Alles drängte zu den Türen hin. Frances blieb an ihrem Platz und schaute zu Johnny auf und fand, dass er ihre Anwesenheit doch zumindest zur Kenntnis nehmen sollte, und er nickte ihr streng und ernst zu. Da war Rose, sie kletterte auf das Podium, um Johnny zu begrüßen, der sie mit einem Nicken bedachte. Dann blieb Rose vor Franklin stehen und behinderte die Leute, die ihm die Hand schütteln, ihn umarmen oder sogar auf den Schultern aus dem Saal tragen wollten.

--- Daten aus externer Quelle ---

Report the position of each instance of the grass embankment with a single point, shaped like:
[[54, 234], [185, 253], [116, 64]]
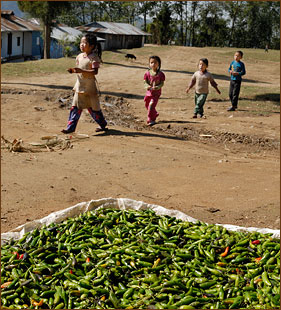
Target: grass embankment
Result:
[[261, 67]]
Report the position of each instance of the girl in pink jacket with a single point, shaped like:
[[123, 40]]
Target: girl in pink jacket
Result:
[[153, 81]]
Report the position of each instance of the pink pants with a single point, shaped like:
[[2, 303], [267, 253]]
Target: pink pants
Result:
[[150, 104]]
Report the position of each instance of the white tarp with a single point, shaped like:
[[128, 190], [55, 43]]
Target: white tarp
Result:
[[117, 203]]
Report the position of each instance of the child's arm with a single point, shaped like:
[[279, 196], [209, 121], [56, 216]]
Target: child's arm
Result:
[[94, 71], [215, 85], [147, 85], [191, 84], [157, 87]]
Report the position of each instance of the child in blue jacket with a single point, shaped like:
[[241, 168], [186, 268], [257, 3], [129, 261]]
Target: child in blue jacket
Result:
[[236, 70]]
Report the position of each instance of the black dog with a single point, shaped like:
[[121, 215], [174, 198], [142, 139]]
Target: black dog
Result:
[[131, 56]]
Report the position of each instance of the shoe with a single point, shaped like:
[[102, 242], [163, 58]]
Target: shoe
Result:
[[231, 109], [99, 129], [66, 131]]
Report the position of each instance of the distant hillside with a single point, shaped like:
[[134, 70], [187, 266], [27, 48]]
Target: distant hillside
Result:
[[12, 5]]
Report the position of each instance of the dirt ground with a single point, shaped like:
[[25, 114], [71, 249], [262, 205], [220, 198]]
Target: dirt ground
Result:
[[222, 169]]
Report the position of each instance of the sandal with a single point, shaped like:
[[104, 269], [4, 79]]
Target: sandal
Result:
[[99, 129], [66, 131]]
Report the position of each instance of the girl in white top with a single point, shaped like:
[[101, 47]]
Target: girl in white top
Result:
[[201, 79], [85, 89]]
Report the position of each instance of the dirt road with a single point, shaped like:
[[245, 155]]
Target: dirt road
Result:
[[222, 169]]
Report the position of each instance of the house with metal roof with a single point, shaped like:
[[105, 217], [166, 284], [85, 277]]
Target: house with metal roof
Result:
[[20, 39], [116, 35]]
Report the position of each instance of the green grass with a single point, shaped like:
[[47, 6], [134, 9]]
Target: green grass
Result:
[[249, 53], [36, 67]]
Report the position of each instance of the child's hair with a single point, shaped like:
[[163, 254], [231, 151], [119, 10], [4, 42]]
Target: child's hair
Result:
[[241, 53], [92, 40], [157, 58], [205, 61]]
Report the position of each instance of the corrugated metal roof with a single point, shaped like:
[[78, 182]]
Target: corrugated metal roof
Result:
[[61, 33], [112, 28], [69, 33], [10, 22]]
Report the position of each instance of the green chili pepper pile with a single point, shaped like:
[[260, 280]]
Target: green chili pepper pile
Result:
[[136, 259]]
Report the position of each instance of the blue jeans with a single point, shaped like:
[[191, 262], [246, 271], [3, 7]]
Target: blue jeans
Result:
[[75, 114]]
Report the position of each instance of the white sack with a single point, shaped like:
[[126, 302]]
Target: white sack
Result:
[[117, 203]]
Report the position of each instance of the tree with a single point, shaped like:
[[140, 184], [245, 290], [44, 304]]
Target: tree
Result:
[[163, 22], [47, 12]]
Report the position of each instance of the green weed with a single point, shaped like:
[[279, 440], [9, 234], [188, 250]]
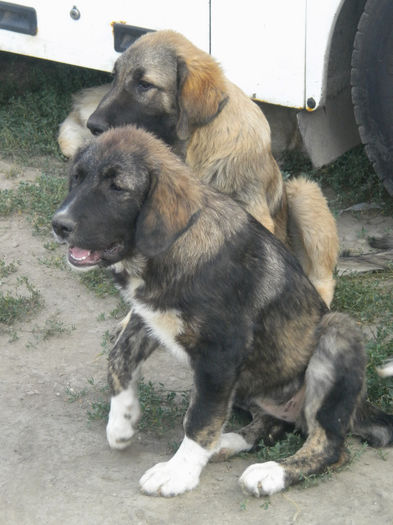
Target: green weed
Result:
[[7, 269], [99, 282], [35, 97], [38, 200], [282, 449], [160, 409], [19, 306]]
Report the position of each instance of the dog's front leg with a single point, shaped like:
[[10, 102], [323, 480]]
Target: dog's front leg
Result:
[[132, 347], [205, 418]]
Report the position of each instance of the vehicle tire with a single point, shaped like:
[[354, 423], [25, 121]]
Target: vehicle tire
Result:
[[372, 85]]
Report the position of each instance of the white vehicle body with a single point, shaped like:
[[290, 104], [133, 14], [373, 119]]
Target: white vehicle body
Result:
[[277, 51]]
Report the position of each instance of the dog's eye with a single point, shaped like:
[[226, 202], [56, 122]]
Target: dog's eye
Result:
[[78, 176], [143, 85], [115, 187]]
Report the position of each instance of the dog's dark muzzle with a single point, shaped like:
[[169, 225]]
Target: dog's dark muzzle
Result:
[[96, 125], [62, 225]]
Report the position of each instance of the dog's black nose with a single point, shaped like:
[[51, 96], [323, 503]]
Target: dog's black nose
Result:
[[62, 226], [96, 125]]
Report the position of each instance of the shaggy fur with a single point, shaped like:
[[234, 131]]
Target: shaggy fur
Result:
[[218, 290], [166, 85]]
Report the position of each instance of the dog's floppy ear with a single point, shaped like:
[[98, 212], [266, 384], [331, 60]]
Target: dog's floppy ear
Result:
[[171, 207], [201, 94]]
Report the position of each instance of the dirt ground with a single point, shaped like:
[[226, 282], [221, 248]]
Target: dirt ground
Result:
[[56, 466]]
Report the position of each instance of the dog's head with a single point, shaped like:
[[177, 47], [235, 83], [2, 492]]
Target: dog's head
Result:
[[128, 193], [164, 84]]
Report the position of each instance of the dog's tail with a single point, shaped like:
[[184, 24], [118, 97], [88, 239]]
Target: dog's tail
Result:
[[382, 243], [373, 425], [386, 370]]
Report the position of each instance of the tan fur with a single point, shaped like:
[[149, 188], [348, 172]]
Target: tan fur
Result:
[[225, 138]]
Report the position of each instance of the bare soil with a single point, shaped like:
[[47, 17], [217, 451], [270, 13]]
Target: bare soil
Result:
[[56, 466]]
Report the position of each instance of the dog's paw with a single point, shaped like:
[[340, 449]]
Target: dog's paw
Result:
[[179, 474], [168, 479], [263, 479], [230, 444], [123, 415]]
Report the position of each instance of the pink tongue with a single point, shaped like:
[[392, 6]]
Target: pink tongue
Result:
[[79, 254]]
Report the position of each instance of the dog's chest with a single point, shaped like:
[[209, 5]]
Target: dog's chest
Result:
[[164, 326]]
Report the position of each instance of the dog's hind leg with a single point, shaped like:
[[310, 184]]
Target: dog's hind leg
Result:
[[334, 385], [132, 347], [262, 427], [373, 425], [209, 408]]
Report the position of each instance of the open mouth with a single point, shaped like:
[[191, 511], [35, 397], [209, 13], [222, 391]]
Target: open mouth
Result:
[[81, 257]]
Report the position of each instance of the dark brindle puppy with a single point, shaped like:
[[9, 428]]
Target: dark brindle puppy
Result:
[[166, 85], [217, 289]]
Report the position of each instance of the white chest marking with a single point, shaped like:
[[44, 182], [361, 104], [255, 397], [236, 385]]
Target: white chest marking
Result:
[[165, 326]]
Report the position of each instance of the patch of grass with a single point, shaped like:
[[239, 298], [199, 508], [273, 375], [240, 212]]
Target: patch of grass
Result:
[[160, 409], [75, 395], [52, 327], [282, 449], [35, 97], [367, 297], [38, 200], [351, 176], [99, 282], [19, 306], [7, 269], [380, 391]]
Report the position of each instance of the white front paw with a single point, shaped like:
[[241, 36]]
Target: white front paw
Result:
[[167, 479], [179, 474], [119, 432], [263, 479], [123, 415]]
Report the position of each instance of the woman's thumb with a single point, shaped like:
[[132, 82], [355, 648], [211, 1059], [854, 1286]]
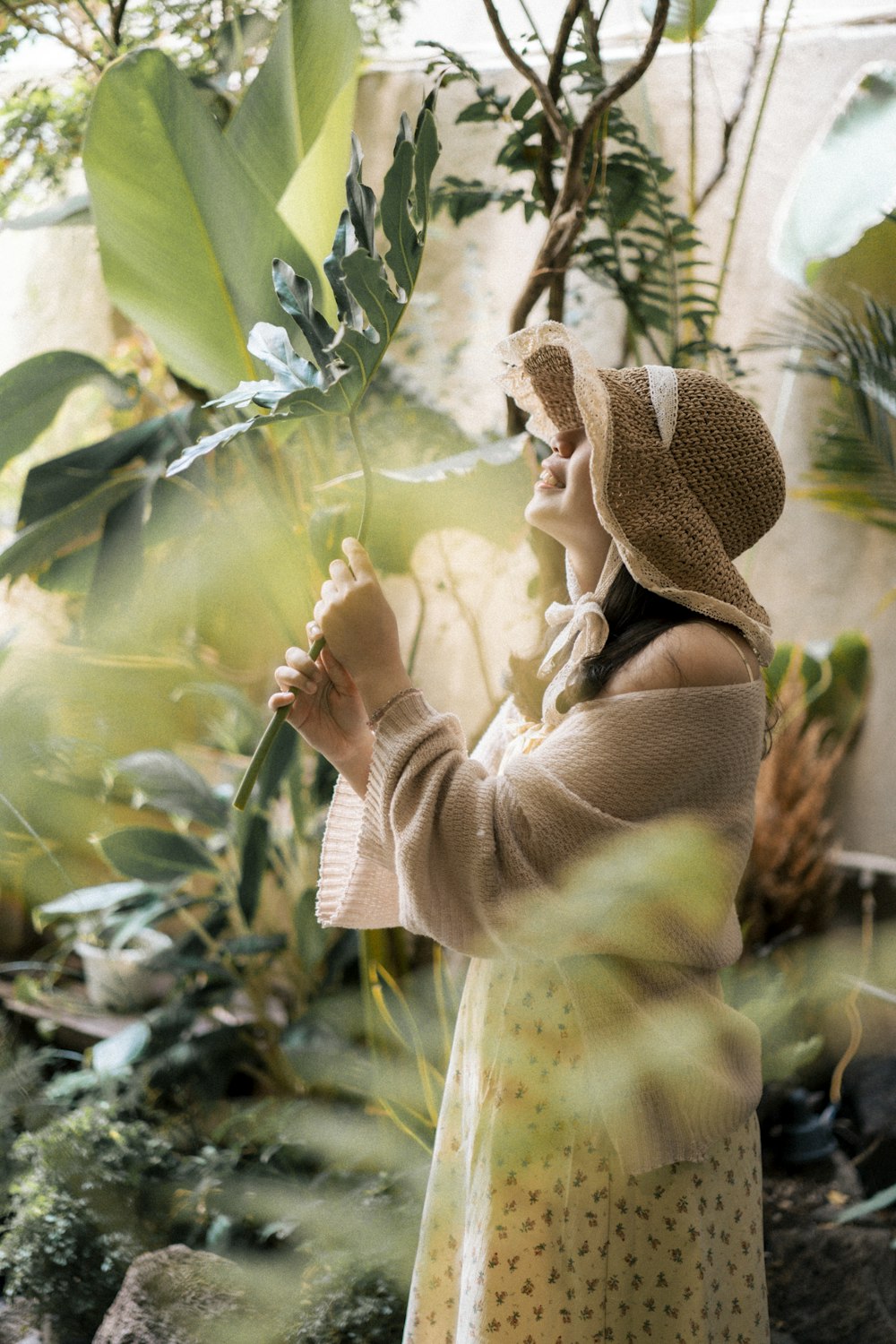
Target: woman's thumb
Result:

    Als Frances und Sylvia in das Foyer gelangt waren, kam Rose und platzte vor Stolz über ihren Triumph. Franklin hatte ihr ein Interview mit Genosse Matthew versprochen. Ja, sofort. Ja, ja, ja, hatte er versprochen, er werde mit Genosse Matthew reden, der nächste Woche in London sei, und Rose werde ihr Interview bekommen.
    »Siehst du?«, sagte Rose zu Frances, ohne Sylvia zu beachten. »Ich mache nämlich meinen Weg.«
    »Wohin?«, war die erwartete Antwort, und Frances gab sie ihr.
    »Du wirst schon sehen«, sagte Rose. »Ich wollte nur eine Chance, weiter nichts.«
    Sie ließ die beiden stehen, um sich wieder ihren Pflichten als Saalordnerin zu widmen.
    Frances und Sylvia standen auf dem Gehweg, und um sie herum liefen glückliche Menschen, die sich nicht voneinander trennen wollten.
    »Wir müssen uns treffen, Frances«, sagte Sylvia. »Es ist wichtig – und nicht nur wir, alle.«
    »Alle!«
    »Ja, du wirst sehen, warum.«
    Das Treffen sollte in einer Woche stattfinden, und Sylvia versprach, für die ganze Nacht nach Hause zu kommen.